Figure S3. Sequence across the right integration (RI) site in the mutant allele. The direction of the arrow boxes indicates the direction of the sequence on wild-type chromosome 19, from centromere to telomere. Numbers in the arrow boxes indicate the corresponding sequence on the wild-type chromosome 19 (Ch 19). The magenta arrowhead indicates the location of the junction. Arrows indicate PCR primers (b2 and b3) used for confirmation of the RI site.
Figure S4. Sequence across the right breakpoint (RB) in the mutant allele. The direction of the arrow boxes indicates the direction of the sequence on wild-type chromosome 19, from centromere to telomere. Numbers in the arrow boxes indicate the corresponding sequence on the wild-type chromosome 19 (Ch 19). The magenta arrowhead indicates the location of the break point. Arrows indicate PCR primers (c2 and c3) used for confirmation of the RB region.
Acknowledgements
We thank Haruka Nakahara, Chie Oda, Takanori Nomura, Eiko Kato, Mika Furuya, Yumiko Nakajima, Ken Osaki, Ritsuko Hoshino, Sayaka Sasamoto, Kayo Nishitani for their technical assistance, animal care, preliminary experiments and the preparation of this manuscript.
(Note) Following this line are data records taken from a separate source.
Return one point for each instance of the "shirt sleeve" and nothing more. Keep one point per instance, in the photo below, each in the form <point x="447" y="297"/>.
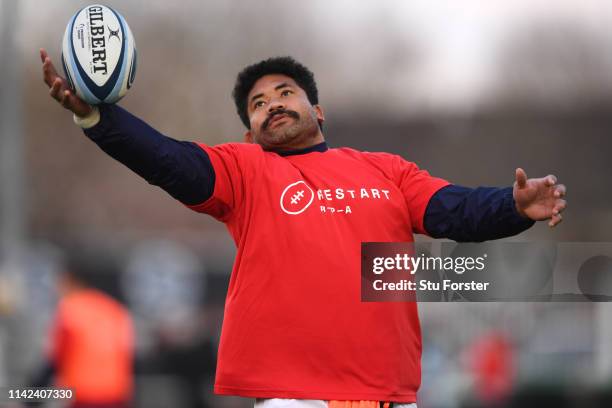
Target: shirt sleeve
<point x="474" y="215"/>
<point x="181" y="168"/>
<point x="235" y="166"/>
<point x="417" y="187"/>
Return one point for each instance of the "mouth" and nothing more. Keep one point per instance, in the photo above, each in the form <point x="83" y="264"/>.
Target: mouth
<point x="276" y="119"/>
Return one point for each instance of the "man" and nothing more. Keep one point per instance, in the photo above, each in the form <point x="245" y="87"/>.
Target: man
<point x="295" y="333"/>
<point x="91" y="343"/>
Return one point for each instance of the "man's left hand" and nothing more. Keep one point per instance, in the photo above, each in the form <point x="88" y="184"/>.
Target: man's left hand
<point x="539" y="199"/>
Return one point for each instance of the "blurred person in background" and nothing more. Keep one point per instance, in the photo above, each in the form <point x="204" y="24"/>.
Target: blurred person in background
<point x="295" y="333"/>
<point x="91" y="343"/>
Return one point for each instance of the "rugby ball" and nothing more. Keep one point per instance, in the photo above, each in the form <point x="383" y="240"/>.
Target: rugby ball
<point x="99" y="55"/>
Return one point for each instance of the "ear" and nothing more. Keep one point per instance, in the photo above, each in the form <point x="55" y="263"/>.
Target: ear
<point x="320" y="115"/>
<point x="248" y="136"/>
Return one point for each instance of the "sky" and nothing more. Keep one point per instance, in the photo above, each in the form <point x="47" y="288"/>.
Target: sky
<point x="458" y="40"/>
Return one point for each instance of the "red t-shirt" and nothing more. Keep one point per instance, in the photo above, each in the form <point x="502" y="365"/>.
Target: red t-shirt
<point x="294" y="324"/>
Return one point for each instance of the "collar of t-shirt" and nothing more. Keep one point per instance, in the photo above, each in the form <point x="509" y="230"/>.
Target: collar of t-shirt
<point x="321" y="147"/>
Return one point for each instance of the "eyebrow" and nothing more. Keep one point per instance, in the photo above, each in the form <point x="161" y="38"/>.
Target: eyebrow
<point x="276" y="88"/>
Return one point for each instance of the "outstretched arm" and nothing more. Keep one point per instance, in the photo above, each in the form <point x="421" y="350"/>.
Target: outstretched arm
<point x="473" y="215"/>
<point x="182" y="169"/>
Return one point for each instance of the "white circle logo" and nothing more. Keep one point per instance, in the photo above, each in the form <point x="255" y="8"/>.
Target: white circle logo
<point x="296" y="198"/>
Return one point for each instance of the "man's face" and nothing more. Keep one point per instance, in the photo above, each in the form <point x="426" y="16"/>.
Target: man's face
<point x="281" y="115"/>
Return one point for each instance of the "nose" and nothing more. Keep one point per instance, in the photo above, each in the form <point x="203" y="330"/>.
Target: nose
<point x="275" y="104"/>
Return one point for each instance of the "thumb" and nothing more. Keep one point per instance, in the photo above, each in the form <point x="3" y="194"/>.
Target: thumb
<point x="521" y="178"/>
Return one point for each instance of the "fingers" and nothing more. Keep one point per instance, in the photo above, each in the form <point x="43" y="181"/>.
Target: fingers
<point x="555" y="220"/>
<point x="560" y="191"/>
<point x="66" y="100"/>
<point x="56" y="89"/>
<point x="551" y="180"/>
<point x="560" y="205"/>
<point x="521" y="177"/>
<point x="556" y="217"/>
<point x="49" y="72"/>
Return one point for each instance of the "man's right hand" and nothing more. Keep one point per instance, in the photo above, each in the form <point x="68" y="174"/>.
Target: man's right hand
<point x="59" y="89"/>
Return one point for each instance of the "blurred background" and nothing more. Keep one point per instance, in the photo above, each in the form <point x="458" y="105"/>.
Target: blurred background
<point x="469" y="90"/>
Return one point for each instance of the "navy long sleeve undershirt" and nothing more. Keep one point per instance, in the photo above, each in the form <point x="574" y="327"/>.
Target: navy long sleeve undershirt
<point x="184" y="170"/>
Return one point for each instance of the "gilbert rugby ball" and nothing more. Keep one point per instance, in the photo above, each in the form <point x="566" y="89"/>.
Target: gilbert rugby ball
<point x="99" y="55"/>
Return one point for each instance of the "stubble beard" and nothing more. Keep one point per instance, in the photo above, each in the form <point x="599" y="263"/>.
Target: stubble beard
<point x="289" y="134"/>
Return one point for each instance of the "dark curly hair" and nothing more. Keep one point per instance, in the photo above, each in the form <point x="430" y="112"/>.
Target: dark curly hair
<point x="277" y="65"/>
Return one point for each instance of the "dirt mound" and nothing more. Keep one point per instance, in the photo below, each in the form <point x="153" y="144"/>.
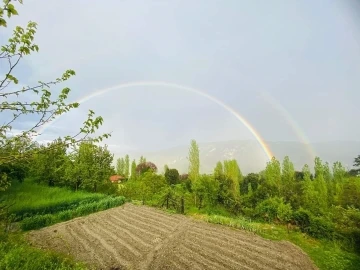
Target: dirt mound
<point x="140" y="237"/>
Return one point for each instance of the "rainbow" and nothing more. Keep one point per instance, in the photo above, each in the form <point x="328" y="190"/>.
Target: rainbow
<point x="295" y="127"/>
<point x="100" y="92"/>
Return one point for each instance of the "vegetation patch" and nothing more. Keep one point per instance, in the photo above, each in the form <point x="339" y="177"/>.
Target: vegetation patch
<point x="28" y="199"/>
<point x="327" y="255"/>
<point x="40" y="221"/>
<point x="15" y="253"/>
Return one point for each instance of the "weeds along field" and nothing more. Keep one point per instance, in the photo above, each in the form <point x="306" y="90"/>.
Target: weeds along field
<point x="28" y="199"/>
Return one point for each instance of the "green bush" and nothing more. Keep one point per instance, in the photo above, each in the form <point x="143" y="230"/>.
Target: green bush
<point x="40" y="221"/>
<point x="274" y="208"/>
<point x="321" y="228"/>
<point x="302" y="219"/>
<point x="18" y="255"/>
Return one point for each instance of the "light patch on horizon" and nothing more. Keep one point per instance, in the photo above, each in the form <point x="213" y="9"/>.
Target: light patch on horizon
<point x="308" y="61"/>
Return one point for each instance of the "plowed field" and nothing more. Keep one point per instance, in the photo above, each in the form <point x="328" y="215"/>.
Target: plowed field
<point x="140" y="237"/>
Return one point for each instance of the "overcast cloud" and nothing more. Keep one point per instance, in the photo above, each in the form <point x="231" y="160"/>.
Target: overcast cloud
<point x="304" y="54"/>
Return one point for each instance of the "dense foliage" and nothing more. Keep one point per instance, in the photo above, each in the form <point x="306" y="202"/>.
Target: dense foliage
<point x="324" y="205"/>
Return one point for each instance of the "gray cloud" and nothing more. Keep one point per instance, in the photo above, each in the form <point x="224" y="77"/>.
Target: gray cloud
<point x="307" y="60"/>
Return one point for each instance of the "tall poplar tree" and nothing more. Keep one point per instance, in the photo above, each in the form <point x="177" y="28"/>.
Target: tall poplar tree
<point x="194" y="161"/>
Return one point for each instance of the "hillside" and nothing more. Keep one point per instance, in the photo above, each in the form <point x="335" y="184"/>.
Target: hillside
<point x="250" y="156"/>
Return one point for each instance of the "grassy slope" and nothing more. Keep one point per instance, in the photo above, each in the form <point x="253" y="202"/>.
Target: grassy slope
<point x="29" y="199"/>
<point x="32" y="198"/>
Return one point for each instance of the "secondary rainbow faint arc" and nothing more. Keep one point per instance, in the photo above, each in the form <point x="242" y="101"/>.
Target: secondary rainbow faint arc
<point x="297" y="130"/>
<point x="99" y="92"/>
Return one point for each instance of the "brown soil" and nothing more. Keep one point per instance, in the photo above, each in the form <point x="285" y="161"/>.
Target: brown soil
<point x="140" y="237"/>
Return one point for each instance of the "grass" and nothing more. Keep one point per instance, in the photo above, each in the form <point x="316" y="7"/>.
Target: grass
<point x="326" y="255"/>
<point x="28" y="199"/>
<point x="40" y="221"/>
<point x="36" y="206"/>
<point x="15" y="253"/>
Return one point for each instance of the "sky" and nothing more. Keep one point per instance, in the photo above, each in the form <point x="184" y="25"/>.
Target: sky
<point x="290" y="68"/>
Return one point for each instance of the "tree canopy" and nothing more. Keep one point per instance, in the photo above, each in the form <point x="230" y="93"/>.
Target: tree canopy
<point x="43" y="106"/>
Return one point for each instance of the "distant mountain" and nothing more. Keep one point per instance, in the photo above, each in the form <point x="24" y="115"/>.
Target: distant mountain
<point x="250" y="156"/>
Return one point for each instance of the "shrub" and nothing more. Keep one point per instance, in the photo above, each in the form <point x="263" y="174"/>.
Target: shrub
<point x="321" y="228"/>
<point x="40" y="221"/>
<point x="302" y="218"/>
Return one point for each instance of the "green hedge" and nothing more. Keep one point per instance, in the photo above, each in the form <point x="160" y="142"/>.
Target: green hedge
<point x="40" y="221"/>
<point x="30" y="211"/>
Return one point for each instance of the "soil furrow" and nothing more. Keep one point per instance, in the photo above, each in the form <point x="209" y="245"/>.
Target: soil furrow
<point x="151" y="219"/>
<point x="251" y="250"/>
<point x="137" y="228"/>
<point x="232" y="252"/>
<point x="157" y="212"/>
<point x="111" y="252"/>
<point x="140" y="237"/>
<point x="120" y="241"/>
<point x="211" y="252"/>
<point x="199" y="256"/>
<point x="130" y="236"/>
<point x="237" y="235"/>
<point x="147" y="222"/>
<point x="87" y="246"/>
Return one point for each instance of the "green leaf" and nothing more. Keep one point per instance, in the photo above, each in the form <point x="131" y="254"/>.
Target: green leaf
<point x="3" y="22"/>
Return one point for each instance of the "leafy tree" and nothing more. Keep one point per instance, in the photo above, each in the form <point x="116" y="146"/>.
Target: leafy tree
<point x="206" y="190"/>
<point x="49" y="165"/>
<point x="44" y="107"/>
<point x="309" y="193"/>
<point x="120" y="166"/>
<point x="91" y="166"/>
<point x="194" y="161"/>
<point x="350" y="194"/>
<point x="232" y="172"/>
<point x="219" y="170"/>
<point x="127" y="166"/>
<point x="320" y="185"/>
<point x="272" y="176"/>
<point x="172" y="176"/>
<point x="142" y="160"/>
<point x="251" y="180"/>
<point x="166" y="168"/>
<point x="133" y="170"/>
<point x="150" y="184"/>
<point x="145" y="167"/>
<point x="288" y="180"/>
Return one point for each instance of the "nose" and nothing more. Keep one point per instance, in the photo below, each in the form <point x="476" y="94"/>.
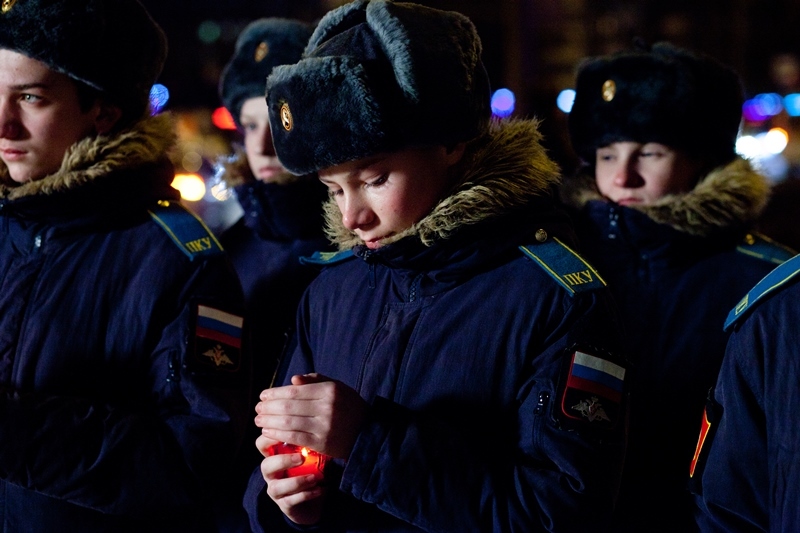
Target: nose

This work was supported by research grants from the Ministry of Education, Culture, Sports, Science, and Technology of Japan and the Japan Science and Technology Agency (12210007 and 17024011) (to T.T. and M.M.); Novo Nordisk Foundation Young Investigator Award 2017 (NNF17OC0026774), Aarhus Institute of Advanced Studies (AIAS)-EU FP7 Cofund programme (754513) and Lundbeckfonden (DANDRITE-R248-2016-2518) (to T.T.); a Grant-in-Aid for Scientific Research in Priority Areas ‘C’ (19591037) and ‘B’ (21390279) from the Ministry of Education, Culture, Sports, Science, and Technology of Japan (to N.K.); and a grant for Translational Systems Biology and Medicine Initiative (TSBMI) from the Ministry of Education, Culture, Sports, Science and Technology of Japan (to T.Ka); a Grant-in-Aid for Scientific Research in Priority Areas ‘A’ (16209030 and 18209033), and ‘S’ (20229008) from the Ministry of Education, Culture, Sports, Science, and Technology of Japan (to T.Ka.).